The third heirloom I discovered by accident.  When I was home looking for things I could use, I stumbled across some clothing patterns in a frame.  Tucked behind the frame was an envelope, and in it were the remaining doll patterns and a letter from my great-aunt & uncle to my mother.  It turned out that the patterns were for a doll's dress that Nana used to make a dress for a doll my grandfather had when he was 3 years old.  Going through an old photo album Nana had made for Papa, there just so happened to be a photo of him when he was 3 years old.  I tried making a print with the patterns surrounding the photo of Papa, but because they were so old and delicate, they did not block out any light and barely registered at all.  To get them to register properly, I ended up losing almost all detail in the image of Papa.  To solve this, I ended up scanning each pattern separately and was able to play with their contrast in Photoshop.  Here, I was able to create a much more dynamic composition where I layered the patterns, and even had them laid over the photograph some.

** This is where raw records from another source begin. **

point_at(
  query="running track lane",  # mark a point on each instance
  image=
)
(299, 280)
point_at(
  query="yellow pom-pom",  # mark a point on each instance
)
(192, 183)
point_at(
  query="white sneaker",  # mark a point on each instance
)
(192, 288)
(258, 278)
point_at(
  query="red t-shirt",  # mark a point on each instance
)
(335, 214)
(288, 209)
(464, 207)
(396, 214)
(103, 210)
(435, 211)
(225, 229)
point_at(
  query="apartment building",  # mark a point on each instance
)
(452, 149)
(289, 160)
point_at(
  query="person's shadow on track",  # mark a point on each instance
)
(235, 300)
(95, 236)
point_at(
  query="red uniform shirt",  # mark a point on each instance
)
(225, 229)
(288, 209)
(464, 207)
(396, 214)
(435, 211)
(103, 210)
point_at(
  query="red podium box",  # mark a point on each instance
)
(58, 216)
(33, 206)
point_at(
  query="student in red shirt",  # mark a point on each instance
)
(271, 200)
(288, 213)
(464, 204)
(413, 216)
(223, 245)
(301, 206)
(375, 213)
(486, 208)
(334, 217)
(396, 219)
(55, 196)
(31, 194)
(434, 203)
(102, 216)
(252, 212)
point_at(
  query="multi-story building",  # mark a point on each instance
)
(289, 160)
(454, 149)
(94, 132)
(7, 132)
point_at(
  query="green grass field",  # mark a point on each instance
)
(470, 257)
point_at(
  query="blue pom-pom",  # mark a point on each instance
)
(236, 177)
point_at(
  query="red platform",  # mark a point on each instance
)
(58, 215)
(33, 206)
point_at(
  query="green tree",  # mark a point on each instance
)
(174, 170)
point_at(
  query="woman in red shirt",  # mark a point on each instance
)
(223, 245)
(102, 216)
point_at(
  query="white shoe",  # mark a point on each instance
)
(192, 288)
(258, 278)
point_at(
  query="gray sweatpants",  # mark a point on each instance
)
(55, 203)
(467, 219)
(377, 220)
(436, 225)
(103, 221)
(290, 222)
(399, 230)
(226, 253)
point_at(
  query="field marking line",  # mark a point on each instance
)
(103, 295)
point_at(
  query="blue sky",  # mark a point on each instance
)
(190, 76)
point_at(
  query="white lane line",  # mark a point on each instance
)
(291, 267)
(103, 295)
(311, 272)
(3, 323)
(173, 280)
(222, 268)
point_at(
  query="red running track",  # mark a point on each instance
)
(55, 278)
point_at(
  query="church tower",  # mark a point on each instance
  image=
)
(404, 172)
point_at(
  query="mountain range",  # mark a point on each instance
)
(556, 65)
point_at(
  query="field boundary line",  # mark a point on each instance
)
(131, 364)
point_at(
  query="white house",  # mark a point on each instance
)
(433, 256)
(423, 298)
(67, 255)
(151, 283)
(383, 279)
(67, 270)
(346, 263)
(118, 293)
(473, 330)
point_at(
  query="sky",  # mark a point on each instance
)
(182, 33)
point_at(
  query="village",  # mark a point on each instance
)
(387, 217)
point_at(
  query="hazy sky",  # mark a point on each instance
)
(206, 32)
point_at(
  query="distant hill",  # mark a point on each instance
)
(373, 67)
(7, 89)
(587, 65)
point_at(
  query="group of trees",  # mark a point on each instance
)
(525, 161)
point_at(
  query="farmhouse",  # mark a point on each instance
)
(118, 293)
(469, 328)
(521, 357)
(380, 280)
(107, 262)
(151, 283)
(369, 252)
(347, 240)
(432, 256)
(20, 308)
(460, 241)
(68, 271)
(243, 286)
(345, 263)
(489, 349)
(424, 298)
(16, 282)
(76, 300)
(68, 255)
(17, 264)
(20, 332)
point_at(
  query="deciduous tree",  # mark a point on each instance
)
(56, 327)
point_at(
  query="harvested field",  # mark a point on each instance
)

Once I had my heirlooms and accompanying photographs picked out, and which surfaces they would go on I had to think about how I was going to present them.  Because I was only applying the cyanotype solution to parts of the handkerchiefs, I wanted the whites to stand out and felt that they would get lost on a white mat.  A black mat, however, made the entire thing pop.  I wanted to place them in shadow boxes to highlight their preciousness, and was able to find ones 16" x 20" that fit the mat board I had.  The handkerchiefs were large enough that I only had room to create an inch-and-a-half border on the mat frame, but that still framed the pieces nicely.

When it came time for presentation, I hung the shadow boxes high enough to leave room beneath them to hang a shelf.  I had stained the shelves to match the shadow boxes, and upon them I placed the heirloom I used in the image as well as one or two other things for context.  For the print with Papa, I used the patterns along with a doll that they would have been used on, and the letter from my great-aunt & uncle to my mother telling the history of the patterns.  For the print with Nana, I used the soy recipe along with a jar of soy, and for the print with Bam I used her glasses as well as a small framed photo of her in her later years.


Classmates checking out my project on the day of our final crit.